First: the marketing logic
Let’s first visit the marketing logic behind the promotion. As the hard-nosed marketing voice in the back of my mind might say: “No need to worry; this is marketing 101. It’s just a limited tie-in to an upcoming Simpsons movie. It will leverage the movie pub to punch up 7-Eleven sales. There’s nothing deep
or symbolic or confusing about it. Brand is not an issue. It’s just fun, in a fun context. Let’s not forget that we’re talking about a convenience store. No one mistakes it for Harvard or Whole Foods. Customers whip in for beer, cigs and snacks. Inside, the brand experience is somewhere between a Slim Jim and a Big Gulp. The aisles are meant to be the apotheosis of low-brow brands, the antimatter of nutrition facts. That’s the 7-Eleven formula, perfected over decades. It brings in the dough, and its customers love it.”
Free advertising
That marketing voice continues: “Moreover, the funny Kwik-E-Mart scenes on The Simpsons are the best (free) advertising 7-Eleven can get. They validate the brand in fictional space—which for most 7-Eleven customers is no different than real space. In truth, 7-Eleven is only giving its customers what they want: their own stage touched by fame and celebrity. Visiting a make-believe Kwik-E-Mart is like getting a mini Disney World every time you bust in for a Big Bite.

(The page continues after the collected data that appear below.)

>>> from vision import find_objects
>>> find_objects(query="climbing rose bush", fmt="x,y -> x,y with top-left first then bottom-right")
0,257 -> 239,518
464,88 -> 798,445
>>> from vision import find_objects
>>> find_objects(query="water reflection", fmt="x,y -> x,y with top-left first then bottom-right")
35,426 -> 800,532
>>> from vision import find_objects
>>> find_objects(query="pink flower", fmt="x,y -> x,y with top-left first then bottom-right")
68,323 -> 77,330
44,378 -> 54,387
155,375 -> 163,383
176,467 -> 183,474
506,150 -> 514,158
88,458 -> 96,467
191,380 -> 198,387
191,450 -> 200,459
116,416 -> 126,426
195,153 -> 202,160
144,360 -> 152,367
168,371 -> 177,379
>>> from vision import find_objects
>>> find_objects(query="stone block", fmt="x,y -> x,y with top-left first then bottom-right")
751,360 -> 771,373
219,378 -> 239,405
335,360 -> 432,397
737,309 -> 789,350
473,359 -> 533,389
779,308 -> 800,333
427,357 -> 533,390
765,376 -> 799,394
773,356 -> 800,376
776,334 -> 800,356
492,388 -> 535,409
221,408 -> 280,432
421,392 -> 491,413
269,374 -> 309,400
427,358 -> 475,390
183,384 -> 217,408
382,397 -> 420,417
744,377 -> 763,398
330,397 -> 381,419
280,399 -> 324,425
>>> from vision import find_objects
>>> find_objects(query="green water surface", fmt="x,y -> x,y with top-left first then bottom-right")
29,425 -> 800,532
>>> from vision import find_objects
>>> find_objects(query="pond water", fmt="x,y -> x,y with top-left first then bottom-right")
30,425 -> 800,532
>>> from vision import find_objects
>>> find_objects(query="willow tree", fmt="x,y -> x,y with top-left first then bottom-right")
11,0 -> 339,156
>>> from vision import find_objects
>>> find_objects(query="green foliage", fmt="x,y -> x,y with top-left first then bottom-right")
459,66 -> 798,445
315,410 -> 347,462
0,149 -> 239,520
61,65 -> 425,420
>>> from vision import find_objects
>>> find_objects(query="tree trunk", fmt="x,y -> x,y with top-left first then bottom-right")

“Finally, most 7-Eleven customers think the Kwik-E-Mart dress-ups are totally cool. So how can this be ‘bad’ for 7-Eleven?”
God, I hate that voice. It doesn’t yet understand that brands run on brand logic, not marketing logic. More on this below.

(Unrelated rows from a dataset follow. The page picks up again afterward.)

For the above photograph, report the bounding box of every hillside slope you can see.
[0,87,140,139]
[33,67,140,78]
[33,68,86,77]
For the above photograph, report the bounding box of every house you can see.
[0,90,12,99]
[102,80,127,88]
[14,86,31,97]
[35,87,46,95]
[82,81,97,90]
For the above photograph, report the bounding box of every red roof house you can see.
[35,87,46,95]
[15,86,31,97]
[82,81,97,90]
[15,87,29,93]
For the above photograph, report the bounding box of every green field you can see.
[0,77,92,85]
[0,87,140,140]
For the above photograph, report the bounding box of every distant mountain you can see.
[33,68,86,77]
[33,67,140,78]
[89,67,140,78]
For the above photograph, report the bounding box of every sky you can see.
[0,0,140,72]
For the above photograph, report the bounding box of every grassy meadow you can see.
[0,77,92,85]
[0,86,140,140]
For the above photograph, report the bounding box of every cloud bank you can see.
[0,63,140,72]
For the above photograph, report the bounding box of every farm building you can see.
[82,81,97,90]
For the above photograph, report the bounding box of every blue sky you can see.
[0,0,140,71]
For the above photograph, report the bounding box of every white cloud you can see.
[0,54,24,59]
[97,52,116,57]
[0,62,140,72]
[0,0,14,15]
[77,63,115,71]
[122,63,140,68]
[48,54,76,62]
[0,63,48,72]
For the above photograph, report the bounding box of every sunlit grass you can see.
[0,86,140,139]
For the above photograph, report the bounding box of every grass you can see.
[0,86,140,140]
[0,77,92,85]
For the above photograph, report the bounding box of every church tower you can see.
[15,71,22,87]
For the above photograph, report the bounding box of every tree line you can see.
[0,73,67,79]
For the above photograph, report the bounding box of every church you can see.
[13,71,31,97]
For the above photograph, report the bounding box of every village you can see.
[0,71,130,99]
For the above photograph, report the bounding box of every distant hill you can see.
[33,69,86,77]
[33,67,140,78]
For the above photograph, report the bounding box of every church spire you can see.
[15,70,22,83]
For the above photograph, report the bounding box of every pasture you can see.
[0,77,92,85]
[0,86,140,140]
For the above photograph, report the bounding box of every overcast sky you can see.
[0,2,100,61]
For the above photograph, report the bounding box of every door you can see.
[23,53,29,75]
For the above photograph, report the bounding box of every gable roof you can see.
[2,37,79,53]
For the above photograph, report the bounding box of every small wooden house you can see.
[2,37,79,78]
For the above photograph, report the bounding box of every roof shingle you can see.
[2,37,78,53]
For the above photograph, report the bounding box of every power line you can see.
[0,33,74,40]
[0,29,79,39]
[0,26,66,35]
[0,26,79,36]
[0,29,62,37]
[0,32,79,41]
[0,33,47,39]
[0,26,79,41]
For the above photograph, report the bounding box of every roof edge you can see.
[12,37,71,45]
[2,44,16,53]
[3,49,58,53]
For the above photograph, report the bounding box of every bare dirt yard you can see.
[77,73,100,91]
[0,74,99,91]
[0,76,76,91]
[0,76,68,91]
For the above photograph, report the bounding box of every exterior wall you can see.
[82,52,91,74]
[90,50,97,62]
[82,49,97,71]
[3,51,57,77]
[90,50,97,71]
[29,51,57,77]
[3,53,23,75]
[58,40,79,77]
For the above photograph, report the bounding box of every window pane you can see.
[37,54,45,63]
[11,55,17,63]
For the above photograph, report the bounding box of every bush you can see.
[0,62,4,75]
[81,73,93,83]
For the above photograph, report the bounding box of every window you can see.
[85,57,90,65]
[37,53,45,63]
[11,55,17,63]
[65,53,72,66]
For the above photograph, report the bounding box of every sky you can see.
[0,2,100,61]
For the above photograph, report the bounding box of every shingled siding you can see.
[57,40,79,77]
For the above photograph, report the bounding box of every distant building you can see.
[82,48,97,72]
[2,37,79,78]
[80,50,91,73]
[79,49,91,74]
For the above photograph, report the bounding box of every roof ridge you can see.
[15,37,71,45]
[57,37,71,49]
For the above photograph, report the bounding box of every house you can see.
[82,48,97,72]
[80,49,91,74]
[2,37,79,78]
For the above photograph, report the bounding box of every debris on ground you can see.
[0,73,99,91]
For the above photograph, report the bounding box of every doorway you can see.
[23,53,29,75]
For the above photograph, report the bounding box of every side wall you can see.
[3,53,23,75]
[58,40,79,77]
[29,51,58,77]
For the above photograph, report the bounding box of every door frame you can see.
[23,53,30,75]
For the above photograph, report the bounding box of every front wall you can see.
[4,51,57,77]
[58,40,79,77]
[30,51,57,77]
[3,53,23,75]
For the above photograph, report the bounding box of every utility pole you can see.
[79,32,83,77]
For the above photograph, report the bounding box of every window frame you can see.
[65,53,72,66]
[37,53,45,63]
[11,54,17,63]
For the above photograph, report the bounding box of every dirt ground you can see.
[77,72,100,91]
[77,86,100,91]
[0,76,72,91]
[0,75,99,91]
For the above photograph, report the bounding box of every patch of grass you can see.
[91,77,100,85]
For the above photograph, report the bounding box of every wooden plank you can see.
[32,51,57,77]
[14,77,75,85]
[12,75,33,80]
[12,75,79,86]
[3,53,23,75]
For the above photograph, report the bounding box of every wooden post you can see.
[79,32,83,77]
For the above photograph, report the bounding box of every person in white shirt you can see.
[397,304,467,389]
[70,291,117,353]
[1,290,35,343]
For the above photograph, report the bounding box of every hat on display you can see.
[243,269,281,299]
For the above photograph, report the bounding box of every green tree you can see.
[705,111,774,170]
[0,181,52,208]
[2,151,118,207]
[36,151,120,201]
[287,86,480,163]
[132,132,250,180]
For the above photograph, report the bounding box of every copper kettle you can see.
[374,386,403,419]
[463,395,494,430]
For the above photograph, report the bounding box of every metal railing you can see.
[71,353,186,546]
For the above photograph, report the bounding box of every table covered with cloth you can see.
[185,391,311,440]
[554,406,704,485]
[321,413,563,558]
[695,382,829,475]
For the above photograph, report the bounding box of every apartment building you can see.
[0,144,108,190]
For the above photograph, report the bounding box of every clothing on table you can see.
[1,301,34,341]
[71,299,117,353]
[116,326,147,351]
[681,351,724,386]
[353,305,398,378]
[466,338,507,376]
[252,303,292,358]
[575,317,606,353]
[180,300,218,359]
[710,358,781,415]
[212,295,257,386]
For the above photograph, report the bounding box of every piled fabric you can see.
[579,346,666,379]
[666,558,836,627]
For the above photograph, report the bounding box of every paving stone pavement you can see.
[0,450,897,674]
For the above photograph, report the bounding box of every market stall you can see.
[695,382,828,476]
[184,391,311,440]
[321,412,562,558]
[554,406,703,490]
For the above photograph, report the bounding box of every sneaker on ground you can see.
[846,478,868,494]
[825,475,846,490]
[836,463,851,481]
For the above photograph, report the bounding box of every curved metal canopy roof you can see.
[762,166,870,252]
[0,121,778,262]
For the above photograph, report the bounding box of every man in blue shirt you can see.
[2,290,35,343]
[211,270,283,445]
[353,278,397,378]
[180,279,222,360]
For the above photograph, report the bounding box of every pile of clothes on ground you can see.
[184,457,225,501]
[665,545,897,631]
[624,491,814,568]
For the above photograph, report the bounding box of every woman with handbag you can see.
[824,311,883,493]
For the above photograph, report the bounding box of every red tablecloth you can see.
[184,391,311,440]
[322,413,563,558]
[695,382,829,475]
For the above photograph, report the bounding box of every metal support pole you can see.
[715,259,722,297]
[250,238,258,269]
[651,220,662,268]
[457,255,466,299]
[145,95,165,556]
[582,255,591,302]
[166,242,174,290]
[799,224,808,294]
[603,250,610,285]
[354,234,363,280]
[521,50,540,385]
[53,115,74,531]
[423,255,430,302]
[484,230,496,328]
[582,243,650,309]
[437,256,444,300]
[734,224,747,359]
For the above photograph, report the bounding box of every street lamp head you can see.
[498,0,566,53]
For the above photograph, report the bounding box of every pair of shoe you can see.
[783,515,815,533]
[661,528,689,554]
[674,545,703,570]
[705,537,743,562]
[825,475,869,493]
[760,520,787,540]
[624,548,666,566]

What does Kwik-E-Mart add to 7-Eleven?
The staged Kwik-E-Mart’s will certainly attract curiosity seekers. People who never patronize 7-Eleven might want to see a full-size fake Chief Wiggum, and maybe contemplate the bowels of a real-life Squishee.

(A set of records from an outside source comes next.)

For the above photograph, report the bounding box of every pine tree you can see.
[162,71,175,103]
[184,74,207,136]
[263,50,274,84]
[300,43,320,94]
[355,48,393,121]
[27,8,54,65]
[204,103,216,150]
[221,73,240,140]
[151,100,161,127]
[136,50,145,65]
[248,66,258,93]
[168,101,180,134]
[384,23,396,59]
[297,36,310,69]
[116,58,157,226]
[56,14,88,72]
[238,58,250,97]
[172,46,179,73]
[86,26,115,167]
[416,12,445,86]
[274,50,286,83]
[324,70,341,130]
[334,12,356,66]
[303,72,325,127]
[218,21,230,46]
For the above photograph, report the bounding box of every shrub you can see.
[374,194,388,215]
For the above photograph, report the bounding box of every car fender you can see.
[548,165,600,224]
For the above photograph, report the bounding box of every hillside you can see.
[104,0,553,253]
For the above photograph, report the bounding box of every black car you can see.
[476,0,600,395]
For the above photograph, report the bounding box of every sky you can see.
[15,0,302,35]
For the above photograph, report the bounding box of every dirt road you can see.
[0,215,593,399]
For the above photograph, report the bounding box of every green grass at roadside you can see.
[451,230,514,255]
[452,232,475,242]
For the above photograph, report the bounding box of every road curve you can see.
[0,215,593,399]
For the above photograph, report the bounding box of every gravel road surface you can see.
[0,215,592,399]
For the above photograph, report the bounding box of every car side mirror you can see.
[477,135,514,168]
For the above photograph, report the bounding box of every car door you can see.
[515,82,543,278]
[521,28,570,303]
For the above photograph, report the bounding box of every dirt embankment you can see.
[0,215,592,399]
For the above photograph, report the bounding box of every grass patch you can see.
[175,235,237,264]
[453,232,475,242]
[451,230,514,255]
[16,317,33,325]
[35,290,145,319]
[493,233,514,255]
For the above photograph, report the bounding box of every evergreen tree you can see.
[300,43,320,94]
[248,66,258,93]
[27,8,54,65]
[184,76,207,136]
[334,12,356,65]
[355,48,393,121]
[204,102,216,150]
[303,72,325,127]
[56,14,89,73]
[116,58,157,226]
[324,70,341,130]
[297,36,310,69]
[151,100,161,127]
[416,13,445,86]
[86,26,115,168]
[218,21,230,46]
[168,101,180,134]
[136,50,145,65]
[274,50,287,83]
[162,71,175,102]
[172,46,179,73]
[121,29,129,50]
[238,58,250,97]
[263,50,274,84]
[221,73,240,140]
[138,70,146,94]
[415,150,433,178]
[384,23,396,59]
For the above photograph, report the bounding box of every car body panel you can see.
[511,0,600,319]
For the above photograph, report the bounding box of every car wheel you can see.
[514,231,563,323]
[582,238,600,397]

From the news article cited above:
The Fox/7-Eleven deal is an example of a practice called reverse product placement. Instead of just putting products prominently in a movie or TV show, fake goods move from the screen to reality.
Maybe—or maybe not. What if 7-Eleven is not importing “fake goods from the screen to reality” but is instead importing the reality of satire into the live world of 7-Eleven retail, where that satire cuts to the bone? How will that build the 7-Eleven brand, other than to confirm its essence as the butt of a 15-year joke?
The Simpsons as mischievous mascots
Are the Kwik-E-Mart facades intended to persuade us that The Simpsons characters are now the endorsers of 7-Eleven, and not its satiric tormentors, thus turning reality on its head and making the satire “go away?” In other words, can the Kwik-E-Mart promos regenerate Bart, Homer and crew as playful decoration and lovable sprites, without their bite and edge? Can it reincarnate them as mischievous mascots, reducing them to a form of “packaging?” That may be part of the plan, but if so it may lead to a deeper brand problem.
Lowering customers to the Kwik-E-Mart level?
In Springfield, the usual customers of Kwik-E-Mart are dimwits and the hopelessly alienated. When 7-Eleven brings Kwik-E-Mart to life, as an alter ego of its brand, where does it draw the line between Kwik-E-Mart and 7-Eleven customers? Or is it really erasing that line?
In my view, that line has to be drawn because Kwik-E-Mart is the home of low-performance customers. Generally, they’re losers. They pinball through life and return little benefit to the brand. They’re at the bottom of the brand chain. If these same customers are the intended hard core base of 7-Eleven, then the 7-Eleven brand is forfeiting growth into attractive markets beyond that base. In effect, 7-Eleven is saying to the world: “We have seen our future, and it’s Kwik-E-Mart. Their customers are our customers.”